Queensland Police say they did not pursue the motorcycle after they tried to intercept it about 4.50pm on Peary Road.
“A short time later the police vehicle located a two-vehicle crash involving the motorcycle and a 4WD at the intersection of Peary Road and Northgate Road,” police media say.
“The motorcycle rider, a 35-year-old Wakerley man was pronounced deceased at the scene.
“The driver and sole occupant of the 4WD, a 60-year-old woman from Wavell Heights was not injured.”
The Forensic Crash Unit and Ethical Standards Command are investigating.
Quote this reference number: QP1902469928
Our condolences to the rider’s family and friends.
Sadly, it is not the first time we have reported on riders fleeing police, crashing and injuring or killing themselves.
While not making any judgements on this case, motorcycle riders typically fail to stop because they are unlicensed, drunk, are close to losing their licence or the vehicle is stolen.

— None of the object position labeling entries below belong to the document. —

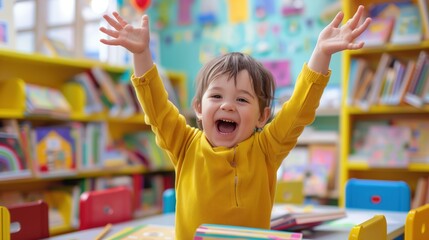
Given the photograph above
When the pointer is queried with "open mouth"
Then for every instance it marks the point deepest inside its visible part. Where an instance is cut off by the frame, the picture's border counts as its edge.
(226, 126)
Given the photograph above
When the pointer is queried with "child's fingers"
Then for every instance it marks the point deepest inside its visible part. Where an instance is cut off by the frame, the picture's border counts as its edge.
(359, 30)
(337, 20)
(354, 21)
(145, 21)
(120, 20)
(111, 33)
(113, 42)
(113, 22)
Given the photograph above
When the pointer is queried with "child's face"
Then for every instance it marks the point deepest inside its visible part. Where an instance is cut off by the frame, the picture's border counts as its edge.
(230, 112)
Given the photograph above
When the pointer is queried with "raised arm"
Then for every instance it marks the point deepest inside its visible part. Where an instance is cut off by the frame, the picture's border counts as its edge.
(134, 39)
(335, 38)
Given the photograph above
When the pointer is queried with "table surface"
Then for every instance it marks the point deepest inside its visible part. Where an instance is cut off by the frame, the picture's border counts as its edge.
(337, 229)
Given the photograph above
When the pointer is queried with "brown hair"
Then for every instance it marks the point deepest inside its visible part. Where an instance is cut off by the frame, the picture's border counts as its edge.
(231, 64)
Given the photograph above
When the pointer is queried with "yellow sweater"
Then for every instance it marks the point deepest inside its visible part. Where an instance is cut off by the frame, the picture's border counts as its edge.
(222, 185)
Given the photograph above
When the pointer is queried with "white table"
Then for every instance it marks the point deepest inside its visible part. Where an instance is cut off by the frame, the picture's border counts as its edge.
(338, 229)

Police in most states do not pursue vehicles in such cases.
A leading police study has found the three most pressing issues for police reform around the world are use of force, policing of violence in families and high-speed pursuits.

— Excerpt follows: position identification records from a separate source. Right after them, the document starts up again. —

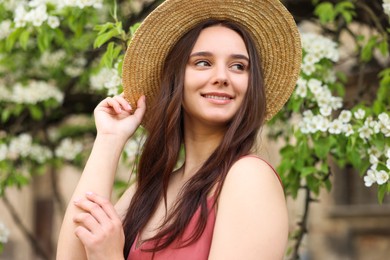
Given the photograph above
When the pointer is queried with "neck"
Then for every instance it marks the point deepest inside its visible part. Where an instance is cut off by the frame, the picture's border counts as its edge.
(200, 141)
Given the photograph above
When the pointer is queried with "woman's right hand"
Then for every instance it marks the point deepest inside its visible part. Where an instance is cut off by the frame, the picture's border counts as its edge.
(114, 116)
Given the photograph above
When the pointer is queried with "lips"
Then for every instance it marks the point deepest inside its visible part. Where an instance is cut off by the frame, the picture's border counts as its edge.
(217, 96)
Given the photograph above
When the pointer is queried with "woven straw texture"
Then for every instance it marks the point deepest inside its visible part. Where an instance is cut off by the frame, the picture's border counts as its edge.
(270, 24)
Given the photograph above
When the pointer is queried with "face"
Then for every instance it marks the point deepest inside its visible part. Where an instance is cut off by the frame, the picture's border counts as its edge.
(216, 77)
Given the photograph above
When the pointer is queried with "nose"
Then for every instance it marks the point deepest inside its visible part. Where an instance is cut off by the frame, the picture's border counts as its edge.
(221, 77)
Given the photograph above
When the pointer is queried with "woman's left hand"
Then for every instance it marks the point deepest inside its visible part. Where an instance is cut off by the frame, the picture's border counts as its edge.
(99, 228)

A 2009 Australian Institute of Criminology study found deaths in custody at police stations are declining but “deaths in custody” as a result of high-speed pursuits were rising.

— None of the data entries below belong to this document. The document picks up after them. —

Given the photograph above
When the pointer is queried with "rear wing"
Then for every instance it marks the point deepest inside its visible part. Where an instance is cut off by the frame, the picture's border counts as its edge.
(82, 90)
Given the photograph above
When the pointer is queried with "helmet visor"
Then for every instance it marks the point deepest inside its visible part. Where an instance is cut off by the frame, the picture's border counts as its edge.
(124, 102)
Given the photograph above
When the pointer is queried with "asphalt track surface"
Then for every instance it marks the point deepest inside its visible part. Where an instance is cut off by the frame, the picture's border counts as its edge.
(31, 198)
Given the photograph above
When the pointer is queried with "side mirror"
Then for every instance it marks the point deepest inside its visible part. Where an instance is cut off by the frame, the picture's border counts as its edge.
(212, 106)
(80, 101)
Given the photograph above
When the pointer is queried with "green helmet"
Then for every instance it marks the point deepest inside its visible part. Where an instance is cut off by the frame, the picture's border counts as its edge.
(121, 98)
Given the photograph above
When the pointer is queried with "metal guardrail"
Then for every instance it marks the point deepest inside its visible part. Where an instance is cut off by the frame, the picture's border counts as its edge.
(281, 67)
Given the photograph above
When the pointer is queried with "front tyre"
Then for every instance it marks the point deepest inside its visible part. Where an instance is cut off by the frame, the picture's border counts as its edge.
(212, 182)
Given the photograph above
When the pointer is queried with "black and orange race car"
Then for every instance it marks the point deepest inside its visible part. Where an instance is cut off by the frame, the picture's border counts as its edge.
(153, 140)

While less than 1% of police pursuits results in a fatal crash, 38% of the people killed are innocent bystanders.
It’s much worse in the USA where one person dies every day as a result of a police pursuit. Of those deaths, 1% are police, 55% suspects and 44% bystanders.
Most police procedures acknowledge the judgement of the officer at the scene to begin a pursuit.
However, continuation of the pursuit is then deferred to a senior officer at the station or headquarters.
They have to make a quick judgement based on the lethal risk to the community of the chase versus the lethal risk to the community of letting a serious offender escape.
This must be backed by information, not just mere suspicion.
Queensland police figures show only about 3% of pursuits involved imminent threat to life or a suspect escaping after a homicide.
Police have a duty to not only prevent and control crime, but more importantly, they have a duty to protect the community and that includes from their own reckless behaviour and judgement.